Who Is Suitable for Cash Balance Plans?
Business owners who are typically aged 40 or older and looking for access to higher contribution limits and tax deductions than those available in defined contribution plans would be suitable for a cash balance plan. The IRS recommends opening these plans for at least three to five years to make sure the business has enough cash flow to support these contributions.
Best of Both Worlds
Combining a cash balance plan with a solo 401(k) plan can offer Physicians business owners the ability to shelter large amounts of income for retirement while significantly lowering their tax liability.

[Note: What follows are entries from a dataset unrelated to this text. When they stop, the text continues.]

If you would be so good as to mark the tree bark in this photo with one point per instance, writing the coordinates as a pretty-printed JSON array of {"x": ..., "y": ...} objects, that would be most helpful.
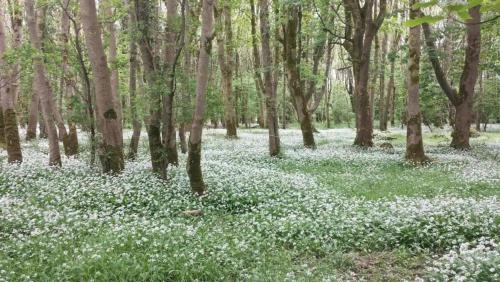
[
  {"x": 259, "y": 84},
  {"x": 225, "y": 54},
  {"x": 169, "y": 141},
  {"x": 391, "y": 88},
  {"x": 414, "y": 144},
  {"x": 132, "y": 85},
  {"x": 292, "y": 62},
  {"x": 382, "y": 109},
  {"x": 71, "y": 139},
  {"x": 144, "y": 9},
  {"x": 270, "y": 90},
  {"x": 107, "y": 104},
  {"x": 462, "y": 99},
  {"x": 41, "y": 83},
  {"x": 9, "y": 133},
  {"x": 194, "y": 152},
  {"x": 360, "y": 30}
]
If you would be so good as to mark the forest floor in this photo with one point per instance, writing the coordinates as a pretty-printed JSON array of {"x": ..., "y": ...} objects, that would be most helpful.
[{"x": 337, "y": 213}]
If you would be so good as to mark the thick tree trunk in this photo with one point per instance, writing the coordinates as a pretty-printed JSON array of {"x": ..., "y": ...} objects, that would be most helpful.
[
  {"x": 70, "y": 140},
  {"x": 41, "y": 83},
  {"x": 464, "y": 110},
  {"x": 144, "y": 10},
  {"x": 132, "y": 83},
  {"x": 270, "y": 90},
  {"x": 479, "y": 103},
  {"x": 9, "y": 133},
  {"x": 107, "y": 103},
  {"x": 391, "y": 88},
  {"x": 225, "y": 54},
  {"x": 259, "y": 84},
  {"x": 171, "y": 50},
  {"x": 464, "y": 97},
  {"x": 374, "y": 75},
  {"x": 33, "y": 115},
  {"x": 194, "y": 152},
  {"x": 361, "y": 31},
  {"x": 292, "y": 63},
  {"x": 382, "y": 108},
  {"x": 414, "y": 144}
]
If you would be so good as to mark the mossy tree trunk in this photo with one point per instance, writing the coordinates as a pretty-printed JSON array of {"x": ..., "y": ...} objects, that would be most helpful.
[
  {"x": 414, "y": 144},
  {"x": 194, "y": 151}
]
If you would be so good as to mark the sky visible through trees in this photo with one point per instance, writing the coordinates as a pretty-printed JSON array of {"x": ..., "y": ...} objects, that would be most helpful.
[{"x": 261, "y": 140}]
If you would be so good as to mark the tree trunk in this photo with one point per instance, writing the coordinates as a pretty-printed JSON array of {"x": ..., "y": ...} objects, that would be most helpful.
[
  {"x": 292, "y": 63},
  {"x": 374, "y": 76},
  {"x": 194, "y": 153},
  {"x": 382, "y": 109},
  {"x": 225, "y": 54},
  {"x": 33, "y": 115},
  {"x": 463, "y": 99},
  {"x": 132, "y": 83},
  {"x": 414, "y": 144},
  {"x": 147, "y": 45},
  {"x": 107, "y": 104},
  {"x": 270, "y": 90},
  {"x": 391, "y": 88},
  {"x": 9, "y": 133},
  {"x": 479, "y": 103},
  {"x": 70, "y": 141},
  {"x": 171, "y": 50},
  {"x": 42, "y": 85},
  {"x": 259, "y": 84},
  {"x": 361, "y": 31}
]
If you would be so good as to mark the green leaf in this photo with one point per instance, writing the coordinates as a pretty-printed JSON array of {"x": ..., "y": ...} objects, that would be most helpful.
[{"x": 424, "y": 19}]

Taxes are deferred, so your original investments have the potential to grow much faster. Contributions are also deductible, which can save the business owner a significant amount in taxes. Owners would have the ability to maximize contributions on the individual level through the solo 401(k) plan while gaining access to higher limits for employer contributions and tax deductions.
Let’s review a review examples:
Example 1:
This example involves a 52-year-old Physician, Dr, Bernard, with a S-corporation (no employees) paying himself $220,000 a year. Dr. Bernard has a solo 401k set up and plans to make maximum employee contribution in 2024 in the amount of $ 23,000, plus an additional $7,500 catch-up (age 50 and older) for a maximum of $30,500.
Dr. Bernard will also be making the maximum profit-sharing contribution possible. Generally, the maximum profit-sharing contribution is 25% of W-2 compensation. However, due to IRS limits for combined plans, Dr. Bernard will be limited to 6% of the compensation limit, for a profit-sharing contribution of $ 13,200.
For Dr. Bernard, adding a Cash Balance plan is ideal.
Based on his age and income, Dr. Bernard is able make a tax-deductible contribution of $188,000 into his cash balance plan, for a combined total was $218,500.
Example 2:
Dr. Brown is as an independent contributor (1099), has an S corporation with no employees and pays himself $200,000. Dr. Brown is anticipating business profit in the $105,000 range and is looking to increase tax-deductible retirement plan contributions.
Dr. Brown will be making a $23,000 employee contribution to his solo 401k, $12,000* profit sharing contribution, and $48,000 tax deductible contribution to his cash balance plan, for a combined retirement plan contribution of $88,000.
Not too bad for physicians looking to supercharge retirement.